Кольчугу натянул. Меч схватил. Рванулся выручать своих дружинников…
Но даже до выхода, до крыльца узорного, добежать не пришлось.
Тесно было в Детинце. Бились вдоль стен… Бились поперёк прохода… звонко лязгали
мечи. Дружинники валились, как снопы. Чаще валились, чем те другие…
Непривычно было с ними рубиться, с пришельцами.
Уж и вёртки были, уж и прыгучи. Пока дружинник замахнётся, враг три раза скакнёт — место переменит. С таким врагом — всё равно, что с пустым местом биться. Неуловим, почти невидим. Уязви его попробуй, порази…
Бессон самолично схватился с одним — таким же постарался стать скакучим да уклончивым. И всё равно не угнался. Тот быстрее мечом махал. Знай себе приплясывал вокруг Бессона, легконогий, неуёмный. Лицо его было безбородым, бледным и прекрасным.
Бессону вдруг показалось, что меч в его руке не желает оставаться, хочет вылететь, хочет быть выбитым.
Дрогнул Бессон, попятился. Зря он явился на Соботкин зов. Если повелителю не устоять, где уж тут его дружине…
Дружинники, хоть и бьются отчаянно, за князем смотрят. Будто глаз у них есть у каждого особый — на князя направленный…
Дрогнул Бессон, — бой переломился. Поняли защитники Детинца: не сладить, отступить придётся. Поняли нападающие: их верх. Засвистели по птичьи — обрадовались… Идёт бой вроде по — прежнему жаркий, — да уж не тот. Уже боги наперёд нашептали каждому, каков исход будет…
— Кто вы? — крикнул Бессон. — Что вам надо?..
— Дети земли!.. Дети земли!... Дети земли!.. — ответили с разных сторон. — Светлана пришли ставить!..
— Кто такой Светлан?
— Сын Тугарина!.. Сын Тугарина!.. Сын Тугарина!..
Услышал имя своего благодетеля, — и руки опустились. Разве был у него, у Тугарина сын?..
Как же он тогда, Бессон? Кто же он тогда? Самозванец?..
Ведь занимал же его прежде вопрос: какова до него была жизнь Тугарина? Видать, не напрасно занимал.
Вот, видать, с кем правил дела Тугарин до того, как Бессон появился на свет, а потом ушёл из семьи, стал Тугариновой десницей!..
А ведь ему, Бессону, думалось, что среди своих родных он — чужой. Не тот, мол, ветер и не в ту избу занёс.
Выходит, неправильно думалось? Выходит, обманул себя Бессон? Или Тугарин его обманул?..
Мечтающий возвыситься — и возвышенный. Мечтающий приблизиться — и приближенный.
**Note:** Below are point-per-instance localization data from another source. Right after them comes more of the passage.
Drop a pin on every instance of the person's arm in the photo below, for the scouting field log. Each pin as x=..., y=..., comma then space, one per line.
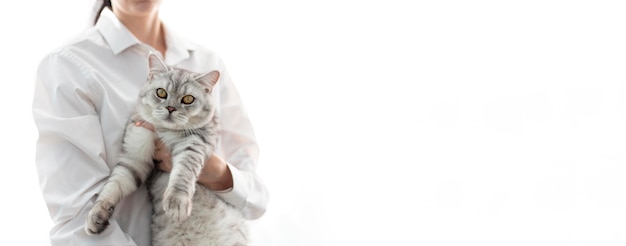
x=241, y=152
x=70, y=151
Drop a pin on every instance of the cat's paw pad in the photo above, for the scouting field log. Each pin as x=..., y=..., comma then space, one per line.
x=98, y=218
x=177, y=205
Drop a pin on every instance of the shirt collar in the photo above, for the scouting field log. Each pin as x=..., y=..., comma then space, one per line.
x=120, y=38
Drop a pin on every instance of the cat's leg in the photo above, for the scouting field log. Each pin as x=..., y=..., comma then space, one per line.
x=188, y=160
x=132, y=169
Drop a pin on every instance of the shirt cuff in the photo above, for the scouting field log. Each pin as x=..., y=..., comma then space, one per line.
x=238, y=194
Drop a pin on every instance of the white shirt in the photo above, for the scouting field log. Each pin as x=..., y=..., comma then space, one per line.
x=85, y=92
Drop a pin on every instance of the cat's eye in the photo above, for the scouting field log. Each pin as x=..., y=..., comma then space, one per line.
x=188, y=99
x=161, y=93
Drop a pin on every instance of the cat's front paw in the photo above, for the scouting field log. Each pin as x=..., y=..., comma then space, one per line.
x=98, y=218
x=177, y=204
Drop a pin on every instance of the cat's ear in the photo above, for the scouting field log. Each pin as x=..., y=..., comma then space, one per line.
x=208, y=80
x=155, y=64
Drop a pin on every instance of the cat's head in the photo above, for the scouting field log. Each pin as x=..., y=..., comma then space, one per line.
x=176, y=98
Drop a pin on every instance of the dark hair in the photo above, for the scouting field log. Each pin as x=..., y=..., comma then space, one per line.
x=105, y=4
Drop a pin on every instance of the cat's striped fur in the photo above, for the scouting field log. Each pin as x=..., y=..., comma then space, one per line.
x=188, y=126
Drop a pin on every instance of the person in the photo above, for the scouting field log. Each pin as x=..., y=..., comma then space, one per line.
x=85, y=91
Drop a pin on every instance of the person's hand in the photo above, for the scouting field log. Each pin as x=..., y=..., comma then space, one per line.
x=215, y=173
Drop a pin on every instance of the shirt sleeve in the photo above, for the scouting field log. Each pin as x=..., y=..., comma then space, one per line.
x=70, y=151
x=241, y=151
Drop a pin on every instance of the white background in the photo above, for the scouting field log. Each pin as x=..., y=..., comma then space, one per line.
x=388, y=122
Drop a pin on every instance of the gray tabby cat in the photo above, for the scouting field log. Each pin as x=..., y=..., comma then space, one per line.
x=181, y=107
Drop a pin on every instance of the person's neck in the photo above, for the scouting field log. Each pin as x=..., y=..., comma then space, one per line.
x=148, y=30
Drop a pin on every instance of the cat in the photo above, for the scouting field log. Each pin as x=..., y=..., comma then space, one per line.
x=180, y=105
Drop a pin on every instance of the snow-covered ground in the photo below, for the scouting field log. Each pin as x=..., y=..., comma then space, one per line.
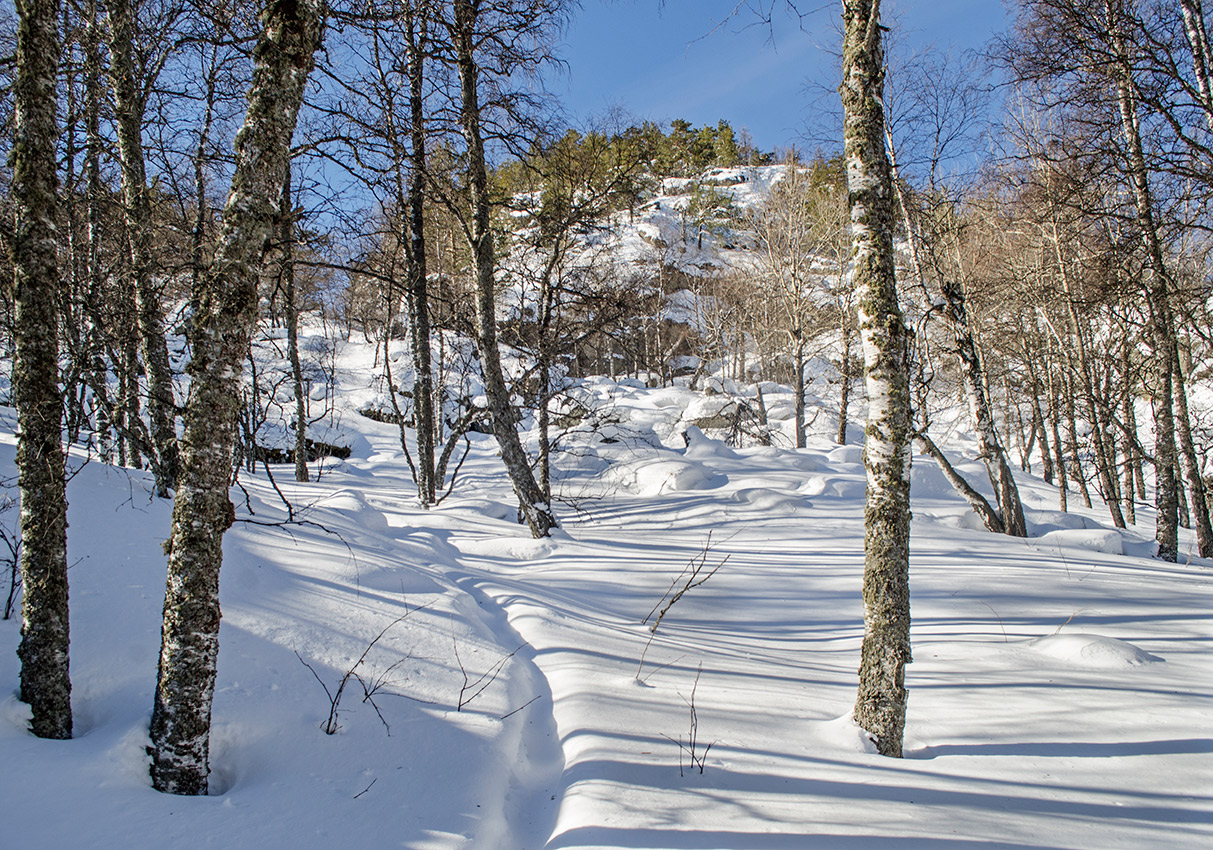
x=1060, y=691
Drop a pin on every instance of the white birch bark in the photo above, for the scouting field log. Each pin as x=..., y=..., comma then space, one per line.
x=45, y=683
x=881, y=702
x=220, y=334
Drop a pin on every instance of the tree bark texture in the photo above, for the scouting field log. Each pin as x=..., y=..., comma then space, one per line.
x=45, y=683
x=129, y=123
x=534, y=507
x=220, y=335
x=417, y=296
x=989, y=444
x=1161, y=323
x=290, y=307
x=881, y=702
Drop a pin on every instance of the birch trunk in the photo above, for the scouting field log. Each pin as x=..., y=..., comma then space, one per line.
x=531, y=503
x=989, y=445
x=1202, y=53
x=290, y=307
x=45, y=683
x=129, y=121
x=1199, y=503
x=881, y=702
x=220, y=335
x=417, y=296
x=1161, y=324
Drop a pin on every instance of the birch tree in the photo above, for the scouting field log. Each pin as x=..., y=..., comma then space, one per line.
x=881, y=702
x=45, y=683
x=220, y=334
x=474, y=30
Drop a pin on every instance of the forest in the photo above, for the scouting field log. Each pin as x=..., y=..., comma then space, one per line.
x=455, y=388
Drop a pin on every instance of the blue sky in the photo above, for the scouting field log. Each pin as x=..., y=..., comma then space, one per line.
x=660, y=62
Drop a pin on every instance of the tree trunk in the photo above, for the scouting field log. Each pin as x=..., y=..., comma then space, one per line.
x=129, y=121
x=844, y=397
x=220, y=338
x=530, y=500
x=990, y=446
x=290, y=307
x=45, y=683
x=1161, y=324
x=1202, y=53
x=798, y=384
x=98, y=375
x=417, y=300
x=990, y=518
x=881, y=702
x=1199, y=502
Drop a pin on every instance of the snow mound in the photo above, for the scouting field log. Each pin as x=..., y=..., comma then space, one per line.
x=704, y=448
x=769, y=501
x=353, y=506
x=1103, y=540
x=664, y=477
x=1093, y=650
x=844, y=455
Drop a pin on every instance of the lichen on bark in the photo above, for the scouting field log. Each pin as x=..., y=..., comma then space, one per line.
x=220, y=334
x=880, y=705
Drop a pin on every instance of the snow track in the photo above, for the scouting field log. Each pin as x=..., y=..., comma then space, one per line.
x=522, y=797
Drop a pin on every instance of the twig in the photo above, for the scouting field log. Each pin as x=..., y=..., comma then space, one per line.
x=695, y=577
x=471, y=690
x=1004, y=639
x=698, y=758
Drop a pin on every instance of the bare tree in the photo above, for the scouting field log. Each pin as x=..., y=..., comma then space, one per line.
x=477, y=34
x=45, y=683
x=220, y=335
x=881, y=702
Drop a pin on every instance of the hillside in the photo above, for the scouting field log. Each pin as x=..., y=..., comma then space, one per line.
x=517, y=699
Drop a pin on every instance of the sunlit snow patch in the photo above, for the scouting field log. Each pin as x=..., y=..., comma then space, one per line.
x=1102, y=540
x=1092, y=650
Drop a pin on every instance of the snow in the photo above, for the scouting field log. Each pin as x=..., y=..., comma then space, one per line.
x=1059, y=691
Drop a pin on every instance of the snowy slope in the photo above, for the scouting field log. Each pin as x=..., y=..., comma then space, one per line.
x=1059, y=692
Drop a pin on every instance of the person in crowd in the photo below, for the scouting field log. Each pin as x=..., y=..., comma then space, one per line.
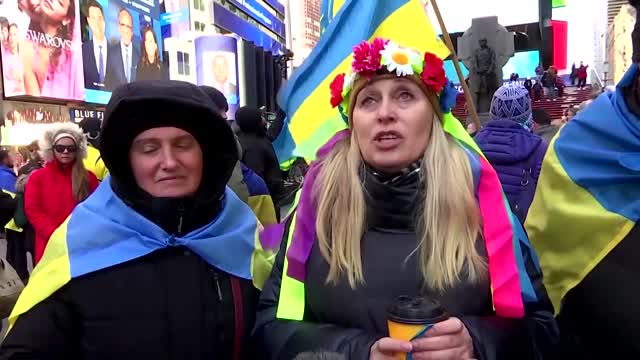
x=247, y=185
x=162, y=253
x=55, y=190
x=149, y=67
x=582, y=75
x=375, y=221
x=258, y=153
x=93, y=162
x=512, y=149
x=20, y=234
x=584, y=223
x=549, y=82
x=543, y=126
x=34, y=161
x=95, y=50
x=4, y=31
x=528, y=84
x=52, y=69
x=124, y=56
x=12, y=64
x=7, y=175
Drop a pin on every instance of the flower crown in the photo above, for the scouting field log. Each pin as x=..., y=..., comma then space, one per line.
x=380, y=54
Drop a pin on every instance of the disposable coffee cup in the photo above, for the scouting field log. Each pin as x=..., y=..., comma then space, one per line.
x=410, y=317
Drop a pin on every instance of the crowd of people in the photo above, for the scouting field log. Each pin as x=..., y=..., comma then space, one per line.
x=156, y=232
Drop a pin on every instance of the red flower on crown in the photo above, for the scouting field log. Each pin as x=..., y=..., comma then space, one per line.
x=366, y=57
x=433, y=74
x=336, y=90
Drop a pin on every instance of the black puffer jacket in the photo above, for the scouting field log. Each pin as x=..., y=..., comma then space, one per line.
x=347, y=321
x=169, y=304
x=257, y=151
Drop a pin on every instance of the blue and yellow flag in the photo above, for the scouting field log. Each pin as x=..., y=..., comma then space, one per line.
x=588, y=198
x=259, y=200
x=103, y=231
x=311, y=120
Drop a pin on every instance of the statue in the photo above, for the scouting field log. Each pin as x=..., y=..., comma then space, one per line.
x=485, y=67
x=485, y=62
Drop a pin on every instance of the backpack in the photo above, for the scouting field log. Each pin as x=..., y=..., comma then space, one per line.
x=530, y=172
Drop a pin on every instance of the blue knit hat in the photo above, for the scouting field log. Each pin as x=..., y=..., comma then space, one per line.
x=512, y=102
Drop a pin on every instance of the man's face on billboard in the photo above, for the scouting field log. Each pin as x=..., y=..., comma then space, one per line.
x=96, y=22
x=126, y=27
x=220, y=69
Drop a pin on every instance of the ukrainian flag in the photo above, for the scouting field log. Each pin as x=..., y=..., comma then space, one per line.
x=588, y=198
x=306, y=97
x=103, y=231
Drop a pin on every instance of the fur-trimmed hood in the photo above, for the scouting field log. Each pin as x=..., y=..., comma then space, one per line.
x=46, y=143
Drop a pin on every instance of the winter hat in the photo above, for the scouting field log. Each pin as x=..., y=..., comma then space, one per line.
x=140, y=106
x=512, y=102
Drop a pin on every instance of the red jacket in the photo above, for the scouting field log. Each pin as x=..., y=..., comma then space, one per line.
x=48, y=201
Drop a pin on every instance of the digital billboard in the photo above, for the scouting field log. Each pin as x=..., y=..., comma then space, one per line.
x=121, y=43
x=22, y=122
x=217, y=66
x=41, y=49
x=457, y=15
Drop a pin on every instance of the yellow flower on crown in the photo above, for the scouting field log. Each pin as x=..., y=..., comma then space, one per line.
x=401, y=60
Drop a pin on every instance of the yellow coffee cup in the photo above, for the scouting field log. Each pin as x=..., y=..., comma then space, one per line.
x=410, y=317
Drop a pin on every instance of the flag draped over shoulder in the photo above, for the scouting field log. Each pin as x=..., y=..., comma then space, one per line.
x=311, y=121
x=588, y=198
x=103, y=231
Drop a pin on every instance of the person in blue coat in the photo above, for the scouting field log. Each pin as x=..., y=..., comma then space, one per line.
x=7, y=175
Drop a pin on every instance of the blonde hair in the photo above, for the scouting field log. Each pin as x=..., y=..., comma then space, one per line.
x=79, y=174
x=448, y=225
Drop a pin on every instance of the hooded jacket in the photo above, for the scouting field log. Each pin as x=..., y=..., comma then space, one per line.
x=171, y=299
x=49, y=194
x=258, y=153
x=516, y=154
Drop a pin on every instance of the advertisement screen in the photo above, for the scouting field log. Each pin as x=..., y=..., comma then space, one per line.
x=457, y=14
x=217, y=59
x=121, y=43
x=22, y=123
x=174, y=18
x=522, y=63
x=41, y=49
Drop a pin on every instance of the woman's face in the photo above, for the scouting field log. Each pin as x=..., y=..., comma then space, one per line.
x=64, y=150
x=392, y=121
x=56, y=10
x=166, y=162
x=150, y=45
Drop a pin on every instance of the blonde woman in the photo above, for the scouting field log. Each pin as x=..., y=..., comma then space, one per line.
x=54, y=191
x=397, y=206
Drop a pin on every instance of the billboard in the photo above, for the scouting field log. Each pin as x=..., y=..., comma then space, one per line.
x=217, y=66
x=174, y=18
x=41, y=49
x=121, y=43
x=22, y=123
Не наместником, не десницей, — рабом Тугарина он оставался. И, значит, предателем близких своих, своего народа?..
Так поразили, так ошеломили эти мысли Бессона, как не смогло бы никакое оружие. Он отступал, отступал, — пока под ноги ему сзади не бросились да не опрокинули на спину. На лежащего навалились, руки заломили, связали вывернутые кисти ремешками…
Спелёнутого, перенесли куда-то. Бросили кому-то в ноги.
— Развяжите!.. — приказал уверенный голос.
— Бессонна освободили от пут. Он встал и увидел Светлана. В его собственной, Бессоновой, стольной горнице на полу была разостлана мягкая, жёлто-пятнистая шкура могучего зверя пардуса. На шкуре, поджав ноги под себя, упругий, как натянутый лук, сидел молодой воин, — сумрачно глядел чёрными глазами. За ним, за его прямой гордой спиной, опрокинутый набок, валялся княжеский Бессонов престол. Ошуюю и одесную от Светлана стояли по два рослых охранника с юными скучающими лицами — небрежно опираясь о древки копий.
— Ты был правителем русиничей? — спросил Светлан.
Бессон склонил голову.
— Я на тебя зла не держу — сказал Светлан — Ты, возможно, не ведал о том, что я существую.
— Не ведал.
— Править буду я. А ты возьми любую пустую избу и живи свободно. Только…
— Что?..
— Отныне в каждой избе дети будут. И у тебя…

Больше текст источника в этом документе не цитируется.